Sunday, December 27, 2009

Bound Lotus, Moon Kriya, and Kirtan Kriya


It feels as if the energy present during Kundalini Winter Solstice is infusing itself into my surroundings. When I awoke, the energy in my bedroom felt clear. The room feels huge! It feels somehow very different. When I first woke up, I didn't even know where I was...but the way I've always wished for my whole apartment to feel like my meditation room does is now a reality. I feel that peace in every room. This is from all of the chanting, the singing, the pujas, kriyas and yoga I do.

I'm drawn to several practices, chanting in Gurmukhi and Kriyas, that I want to do in conjunction with Bound Lotus, as well as for the 40 days of clearing from White Tantric Yoga. The 'Moon Kriya' I've already done for two days at Sat Inder's suggestion. But I also want to chant the "akhan jor chupay na jor" to release fear and create trust in my inner guidance. And this morning I found a Kirtan Kriya for women to heal and release attachments to men from past sexual relationships. It is to release the seeds implanted by sexual intercourse and to let go of the past. I think I need to do these practices, and be willing to let go of some others. I also feel that Yogi Bhajan was supposed to be my teacher back in 2000, but I avoided him and the opportunity to meet him in his lifetime. When I got too sick to do asana practices I was drawn to Amma.

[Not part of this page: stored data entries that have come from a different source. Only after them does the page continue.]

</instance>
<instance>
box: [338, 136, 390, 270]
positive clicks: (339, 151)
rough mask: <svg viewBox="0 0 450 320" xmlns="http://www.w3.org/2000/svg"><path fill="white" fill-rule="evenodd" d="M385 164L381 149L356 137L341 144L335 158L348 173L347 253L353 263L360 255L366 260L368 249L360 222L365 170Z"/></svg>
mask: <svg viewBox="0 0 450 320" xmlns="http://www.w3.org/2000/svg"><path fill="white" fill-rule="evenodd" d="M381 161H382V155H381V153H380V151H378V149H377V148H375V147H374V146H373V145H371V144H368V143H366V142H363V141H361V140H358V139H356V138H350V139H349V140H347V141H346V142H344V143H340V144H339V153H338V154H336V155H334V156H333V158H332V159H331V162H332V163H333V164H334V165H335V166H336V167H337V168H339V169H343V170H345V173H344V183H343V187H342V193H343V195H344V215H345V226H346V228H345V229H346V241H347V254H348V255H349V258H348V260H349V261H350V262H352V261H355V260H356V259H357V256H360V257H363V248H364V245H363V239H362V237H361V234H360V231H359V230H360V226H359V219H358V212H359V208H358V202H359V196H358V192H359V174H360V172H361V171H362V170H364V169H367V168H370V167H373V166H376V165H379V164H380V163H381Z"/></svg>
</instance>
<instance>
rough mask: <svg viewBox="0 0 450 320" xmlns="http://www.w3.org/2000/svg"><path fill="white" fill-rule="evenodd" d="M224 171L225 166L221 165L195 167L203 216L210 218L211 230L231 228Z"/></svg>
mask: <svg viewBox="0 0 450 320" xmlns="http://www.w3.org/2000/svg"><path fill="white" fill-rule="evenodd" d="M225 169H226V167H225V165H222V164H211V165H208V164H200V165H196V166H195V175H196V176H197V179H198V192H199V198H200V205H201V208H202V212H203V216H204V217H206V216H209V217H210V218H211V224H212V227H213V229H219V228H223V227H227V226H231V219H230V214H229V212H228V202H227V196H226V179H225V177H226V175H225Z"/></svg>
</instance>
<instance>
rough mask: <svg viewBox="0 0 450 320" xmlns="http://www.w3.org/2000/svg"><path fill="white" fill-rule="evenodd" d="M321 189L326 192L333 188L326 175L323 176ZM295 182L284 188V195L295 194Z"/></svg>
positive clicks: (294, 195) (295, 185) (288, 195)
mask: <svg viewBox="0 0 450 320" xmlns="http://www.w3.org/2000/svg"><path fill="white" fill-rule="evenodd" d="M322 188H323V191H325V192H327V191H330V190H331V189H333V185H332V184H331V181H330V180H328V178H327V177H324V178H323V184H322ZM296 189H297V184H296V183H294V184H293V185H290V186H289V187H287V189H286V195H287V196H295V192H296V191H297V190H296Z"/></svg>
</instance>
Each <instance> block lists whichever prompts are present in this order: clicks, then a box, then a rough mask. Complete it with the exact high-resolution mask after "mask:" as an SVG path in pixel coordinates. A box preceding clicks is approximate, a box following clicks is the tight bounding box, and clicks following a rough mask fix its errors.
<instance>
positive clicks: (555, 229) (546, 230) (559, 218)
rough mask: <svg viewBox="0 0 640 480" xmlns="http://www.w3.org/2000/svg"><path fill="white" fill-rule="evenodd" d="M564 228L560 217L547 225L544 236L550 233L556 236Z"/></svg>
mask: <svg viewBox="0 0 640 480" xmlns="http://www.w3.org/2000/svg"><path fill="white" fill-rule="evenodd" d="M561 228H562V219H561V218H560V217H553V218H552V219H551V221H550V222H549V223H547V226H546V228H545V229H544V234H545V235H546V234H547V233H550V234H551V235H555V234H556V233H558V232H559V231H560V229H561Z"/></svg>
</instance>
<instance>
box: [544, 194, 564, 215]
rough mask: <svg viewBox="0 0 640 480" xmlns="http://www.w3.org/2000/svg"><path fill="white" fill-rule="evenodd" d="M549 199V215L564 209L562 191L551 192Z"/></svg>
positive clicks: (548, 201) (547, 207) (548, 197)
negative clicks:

But now it seems the torch is being passed to Yogi Bhajan. Amma is like my mother, but she gives you the fish. So many people coming to see her are not growing any further, not because she won't help them, because she will, but I think because it is too easy for them not too. They come to her for energy instead of learning to tune in and create their own. I know this is judgement, but her teachings served their purpose for me at a time in my spiritual growth when I needed my hand held tightly as I crossed the street. Now it is time to explore what is on this side of the street, and let go of my mother's hands...both the spirit of my birth mother and Amma.

I will still go to see her, but I feel she is telling me to move on from her classroom to the next. It's like Yogi Bhajan is my new homeroom teacher, but I'm free to still take a class with Amma if I want. I'm cool with this. It seems like the next step. And on day 55 of Bound Lotus, I'm in the middle of the 90 days it takes to create a new change. It feels kind of like a Square Dance, or more like Contra-Dancing. I can hear the caller saying: "Turn to the left! Promenade!" White Tantric felt like that with all of the geometric lines, and the energies moving on the diagonals.

I went to see the movie 'Avatar', and found myself missing everyone at Solstice terribly. When the blue people, the Na'vi, sit in circle and circle around from the waist and shake their arms and chant, I realized that is what we all would have looked like doing White Tantric Yoga. And the soul tree would be the facilitator and the spirit of the Siri Singh Sahib. This movie that is so popular is dead on about saving the earth, about searching for the peace of nature instead of cars, diamond rings and watches.

I listened to the bani 'So Purkh' today in English and it is incredibly beautiful! I want to fall asleep to it. I asked Dad if I could sing it for him and he said yes. This is a chant that only women sing, and they sing it for the men to heal them of wanting to start wars, to make them saintly, and to heal anger and deep grief. It is so beautiful! Who knew that Bound Lotus would take me to these places in my soul that I have been? Only God.